When the heat’s on electricity supplies
by Geraldine Hinter
When temperatures rise to 40°C this summer, SA residents may send a quiet blessing to researchers at UniSA’s Centre for Industrial and Applied Mathematics
Dr John Boland from the Centre for Industrial and Applied Mathematics and the Environmental Modelling Research Group, and PhD Researcher and President Scholar Luciana Magnano have been using mathematics to model power demand so that we don’t suffer airconditioning-fuelled blackouts in the hottest months of the year.
The problem - airconditioning systems that run on maximum settings during prolonged heat waves stretch the installed capacity of the State’s electricity supply to its limits and sometimes beyond.
And according to the researchers part of the solution is knowing in advance when electricity demand will be at its highest and lowest so that utilities can plan for the inevitable surges or variations.
The UniSA mathematical models have been developed for the Electricity Supply Industry Planning Council (ESIPC).
"The ESIPC wanted to know the characteristics of the electricity demand including the predicted lowest levels and highest peaks, and the likelihood that demand would exceed a load that was close to the installed electricity supply," Dr Boland said.
"We developed two mathematical models, one for half-hourly electricity demand and the other for half-hourly temperature, to simulate the demand behaviour under different scenarios of temperature. From these simulations the probabilities of occurrence of peak loads can be calculated," Magnano said.
"Knowing the relationship between supply and demand on a half-hourly basis is important, as we can experience different types of profiles during a day, depending on how extreme the weather is," Dr Boland said.
"In autumn and spring we can see a small peak in the morning around breakfast time, a peak around dinner time and even into the evening, especially if it is cool and people turn on heaters. In the middle of summer those small peaks are swamped by a huge airconditioning peak if temperatures are hot," he said.
"In calculating the models we had to identify other components that affect electricity consumption such as a hot day followed by another hot day, which generates increased demand, when compared with a hot day followed by a cool day.

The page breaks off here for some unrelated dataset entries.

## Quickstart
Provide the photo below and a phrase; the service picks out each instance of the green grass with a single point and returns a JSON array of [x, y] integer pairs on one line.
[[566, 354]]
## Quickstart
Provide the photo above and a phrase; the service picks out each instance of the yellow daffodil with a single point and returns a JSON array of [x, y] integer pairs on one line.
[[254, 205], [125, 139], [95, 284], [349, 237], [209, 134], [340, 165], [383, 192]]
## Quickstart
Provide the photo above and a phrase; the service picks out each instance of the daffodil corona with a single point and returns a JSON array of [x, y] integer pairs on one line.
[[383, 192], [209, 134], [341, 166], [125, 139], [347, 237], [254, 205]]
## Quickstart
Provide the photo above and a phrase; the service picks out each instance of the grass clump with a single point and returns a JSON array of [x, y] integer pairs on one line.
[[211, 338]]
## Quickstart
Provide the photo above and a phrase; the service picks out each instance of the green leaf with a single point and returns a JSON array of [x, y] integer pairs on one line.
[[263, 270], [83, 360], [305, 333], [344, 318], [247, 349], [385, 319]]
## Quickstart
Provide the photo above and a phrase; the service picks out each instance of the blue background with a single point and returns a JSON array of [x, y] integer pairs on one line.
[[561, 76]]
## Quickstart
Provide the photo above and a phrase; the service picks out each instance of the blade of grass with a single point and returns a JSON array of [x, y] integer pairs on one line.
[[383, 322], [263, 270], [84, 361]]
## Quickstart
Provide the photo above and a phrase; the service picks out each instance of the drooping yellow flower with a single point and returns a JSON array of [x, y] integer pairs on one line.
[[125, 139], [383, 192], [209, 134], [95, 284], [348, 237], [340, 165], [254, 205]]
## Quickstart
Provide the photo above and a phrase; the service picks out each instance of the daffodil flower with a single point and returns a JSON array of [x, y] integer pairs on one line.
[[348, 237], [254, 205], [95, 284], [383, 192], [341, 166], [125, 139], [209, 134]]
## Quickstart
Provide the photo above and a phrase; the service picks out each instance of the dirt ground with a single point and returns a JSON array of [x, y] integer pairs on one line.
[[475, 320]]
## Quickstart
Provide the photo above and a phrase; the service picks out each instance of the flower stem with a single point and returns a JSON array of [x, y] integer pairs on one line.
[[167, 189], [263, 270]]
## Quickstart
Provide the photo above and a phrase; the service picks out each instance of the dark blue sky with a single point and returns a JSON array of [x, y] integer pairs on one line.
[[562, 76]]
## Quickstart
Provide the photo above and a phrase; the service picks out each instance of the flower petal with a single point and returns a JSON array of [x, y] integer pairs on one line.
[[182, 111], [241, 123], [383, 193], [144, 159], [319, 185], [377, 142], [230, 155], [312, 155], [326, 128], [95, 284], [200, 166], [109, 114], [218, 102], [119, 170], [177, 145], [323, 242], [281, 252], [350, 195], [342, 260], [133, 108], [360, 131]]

"We took the mathematical data generated and put it to practical
use by calculating the types of models that would fit electricity
demand in SA,"
Dr Boland said.
In addition to ensuring the state’s electricity supplies, ESIPC staff can use the models for scientific research to inform policy makers on whether to shave the peaks or install more capacity, and to plan for future electricity demand, extra supply, a change in the mix of supply such as the feed in tariff from solar electricity, or even to predict how demand will vary with climate change.
Magnano’s research has resulted in a full-time position as market analyst at the ESIPC, where she has been learning a lot about the National Electricity Market.
"Now I also have the chance of exploring other areas in the National Electricity Market such as the supply side. Analysing the supply capacity and future investments is very interesting, especially if we take into account the drought and the environmental issues," Magnano said.